Tuesday, August 2, 2011

4th of July

June 8th

Well, safely back at site. Emily had been planning a 4th of July party for longer than any of us could remember, so I got a map from Sali and hopped on my bike bright and early to go and find the bush route between our villages, in theory only 25 km apart. Well, it exists, and I suppose it could be 25 km, but on a flat paved road that would take about 60 or 90 minutes to bike. This took me 3 hours, mostly because there were a number of very steep hills that I ended up walking up, and several places where the road was flooded and I had to walk through the soggy fields until the path became passable again. Needless to say, I was very glad Emily hadn't told me the truth of how hard the route was, because I probably wouldn't have come otherwise! We had a lovely time though, cooking all day for a huge crowd and sitting and chatting while we snacked. They had made bagels! We also made guacamole, salsa and hummus for lunch, then fried chicken, beans and rice flavored with taco mix, mango fried rice, cookies, roast pork (we put it in the ground to cook but it kept catching on fire, so we gave it to the butcher to finish in the oven), and several other things I'm forgetting at the moment. I ended up staying a few days extra so I could help clean up and to avoid biking back on that terrible route.

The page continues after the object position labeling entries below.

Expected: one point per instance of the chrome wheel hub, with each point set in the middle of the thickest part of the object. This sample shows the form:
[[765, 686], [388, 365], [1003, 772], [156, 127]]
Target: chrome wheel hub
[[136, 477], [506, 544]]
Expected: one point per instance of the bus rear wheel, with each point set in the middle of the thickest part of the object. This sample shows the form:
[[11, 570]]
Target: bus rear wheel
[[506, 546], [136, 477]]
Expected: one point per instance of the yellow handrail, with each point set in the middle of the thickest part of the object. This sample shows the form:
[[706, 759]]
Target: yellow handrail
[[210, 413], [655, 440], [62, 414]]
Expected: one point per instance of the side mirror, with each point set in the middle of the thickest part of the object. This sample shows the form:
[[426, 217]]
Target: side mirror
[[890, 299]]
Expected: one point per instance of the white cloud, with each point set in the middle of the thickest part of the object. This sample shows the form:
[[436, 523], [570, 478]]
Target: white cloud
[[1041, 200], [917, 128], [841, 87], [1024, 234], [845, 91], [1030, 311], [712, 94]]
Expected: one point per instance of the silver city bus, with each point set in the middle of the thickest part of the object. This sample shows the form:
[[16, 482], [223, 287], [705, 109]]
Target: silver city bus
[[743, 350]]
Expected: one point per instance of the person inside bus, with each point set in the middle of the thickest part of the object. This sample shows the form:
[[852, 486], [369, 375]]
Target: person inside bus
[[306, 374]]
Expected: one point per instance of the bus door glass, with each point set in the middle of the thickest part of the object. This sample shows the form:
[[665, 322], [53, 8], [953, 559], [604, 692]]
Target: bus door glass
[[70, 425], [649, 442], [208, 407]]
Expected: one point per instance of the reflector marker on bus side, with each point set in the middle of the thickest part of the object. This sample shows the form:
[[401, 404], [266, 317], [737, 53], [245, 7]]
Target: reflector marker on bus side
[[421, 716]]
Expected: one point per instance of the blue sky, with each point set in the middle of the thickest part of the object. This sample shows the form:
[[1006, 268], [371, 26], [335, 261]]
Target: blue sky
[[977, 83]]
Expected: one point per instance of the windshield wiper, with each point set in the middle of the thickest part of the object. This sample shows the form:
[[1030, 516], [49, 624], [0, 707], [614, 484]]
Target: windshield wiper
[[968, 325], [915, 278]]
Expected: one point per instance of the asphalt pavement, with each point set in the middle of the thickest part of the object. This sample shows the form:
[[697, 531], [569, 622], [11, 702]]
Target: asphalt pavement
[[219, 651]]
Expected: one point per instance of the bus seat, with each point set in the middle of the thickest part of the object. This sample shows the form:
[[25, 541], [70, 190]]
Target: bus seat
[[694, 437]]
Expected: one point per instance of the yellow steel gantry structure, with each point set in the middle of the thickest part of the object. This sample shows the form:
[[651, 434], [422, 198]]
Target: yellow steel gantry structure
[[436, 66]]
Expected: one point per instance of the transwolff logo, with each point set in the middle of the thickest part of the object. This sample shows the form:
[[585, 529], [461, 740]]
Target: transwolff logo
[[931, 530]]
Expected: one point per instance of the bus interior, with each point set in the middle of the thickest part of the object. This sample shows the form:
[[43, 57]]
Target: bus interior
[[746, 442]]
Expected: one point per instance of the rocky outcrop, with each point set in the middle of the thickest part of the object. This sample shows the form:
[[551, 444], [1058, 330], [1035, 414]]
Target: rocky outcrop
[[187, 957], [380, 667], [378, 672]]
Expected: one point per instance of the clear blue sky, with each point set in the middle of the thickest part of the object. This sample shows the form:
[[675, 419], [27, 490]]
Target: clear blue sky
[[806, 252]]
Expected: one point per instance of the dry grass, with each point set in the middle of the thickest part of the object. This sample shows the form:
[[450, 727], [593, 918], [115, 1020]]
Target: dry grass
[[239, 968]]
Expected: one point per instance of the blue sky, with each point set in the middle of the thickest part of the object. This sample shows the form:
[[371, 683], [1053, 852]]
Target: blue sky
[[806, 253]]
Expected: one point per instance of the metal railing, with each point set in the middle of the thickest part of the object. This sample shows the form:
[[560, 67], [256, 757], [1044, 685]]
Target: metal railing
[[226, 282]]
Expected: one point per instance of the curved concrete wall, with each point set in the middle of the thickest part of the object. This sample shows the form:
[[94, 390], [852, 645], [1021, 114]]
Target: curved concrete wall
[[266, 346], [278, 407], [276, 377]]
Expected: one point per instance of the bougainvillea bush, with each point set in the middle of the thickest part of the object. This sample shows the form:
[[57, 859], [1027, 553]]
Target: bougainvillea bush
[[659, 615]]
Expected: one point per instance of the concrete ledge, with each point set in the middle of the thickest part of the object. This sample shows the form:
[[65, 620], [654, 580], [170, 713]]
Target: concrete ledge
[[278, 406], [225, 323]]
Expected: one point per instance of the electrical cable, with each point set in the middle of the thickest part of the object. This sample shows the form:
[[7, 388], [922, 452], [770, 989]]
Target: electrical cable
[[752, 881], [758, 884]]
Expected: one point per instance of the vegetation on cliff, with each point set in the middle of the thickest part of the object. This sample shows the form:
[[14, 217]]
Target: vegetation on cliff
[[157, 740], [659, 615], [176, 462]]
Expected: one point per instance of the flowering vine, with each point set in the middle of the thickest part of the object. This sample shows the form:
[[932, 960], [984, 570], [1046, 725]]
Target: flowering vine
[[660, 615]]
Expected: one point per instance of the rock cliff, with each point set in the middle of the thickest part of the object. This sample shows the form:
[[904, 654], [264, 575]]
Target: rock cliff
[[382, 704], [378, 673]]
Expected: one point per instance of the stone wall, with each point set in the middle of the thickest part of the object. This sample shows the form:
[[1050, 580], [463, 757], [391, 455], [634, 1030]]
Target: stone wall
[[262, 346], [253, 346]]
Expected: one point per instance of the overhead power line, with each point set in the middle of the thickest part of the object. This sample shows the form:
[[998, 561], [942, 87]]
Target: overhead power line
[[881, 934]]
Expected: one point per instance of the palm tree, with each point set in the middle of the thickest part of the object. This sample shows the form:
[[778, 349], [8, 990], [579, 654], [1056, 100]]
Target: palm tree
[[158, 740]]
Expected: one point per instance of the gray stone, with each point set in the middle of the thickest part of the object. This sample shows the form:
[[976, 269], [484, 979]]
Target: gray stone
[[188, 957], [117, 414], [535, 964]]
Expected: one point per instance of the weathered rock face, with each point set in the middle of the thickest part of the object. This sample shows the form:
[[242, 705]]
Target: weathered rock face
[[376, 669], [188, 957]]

Twice a week there's transport that leaves her village, so I took the 5am camion to Seguenega, then biked back to Kossouka. It might have been that I had significantly less to carry, or that it was earlier in the morning, but the ride back was a lot easier than I remember it being when I returned from our language IST. I got to the CSPS just in time to be informed that the entire staff was going to Seugenega for a formation (I had passed Sali on the road and wondered where she was going on baby weighing day). So I stuck around and helped our visiting nurse from a nearby CSPS, taking temperatures and listening to consultations. He was nice and seemed to actually care about figuring out the correct diagnosis for each person – I found myself wishing that he worked here all the time and could be a motivation to the other nurses. I went back in the afternoon, but the staff hadn't come back, so I went home and started The Invisible Man, and talked with people who poked their head in my gate. Check (the boy whose name I thought was “Crash”) came to say he'd take me to look at paint tomorrow, and his little brothers came and walked with me to get water.

I was finishing my shower and getting ready to yoga (which I had actually been looking forward to all day) when someone knocked on my gate. Normally people will knock continuously until I open the gate or they'll open it themselves, but this person waited and it made me curious. It turned out to be Ilias, my petit Africain, who again started out the conversation by saying he was mad at me for neglecting him. I was going to stand outside my gate to try and keep the conversation short, but he told me to go ahead and get dressed, he wasn't in a hurry. We ended up sitting down and having a pretty nice time talking, although he did stay a lot later than I really wanted (I think he finally left around 9:45, which left me a little cranky because I was tired and didn't feel like I had time to do anything before going to bed). It was nice talking about life here compared to life in the US, and it made me happy to hear him say that he was proud to be African and he wants to live in Ouaga and help the country develop, even if it means getting affected to a village even further en brousse than Koussouka. We talked about why I like living here, about what he wants to do after he takes his BAC this weekend, living in a global society and the importance of getting to experience a life different than your own – it was nice to actually have conversations that went past day to day living.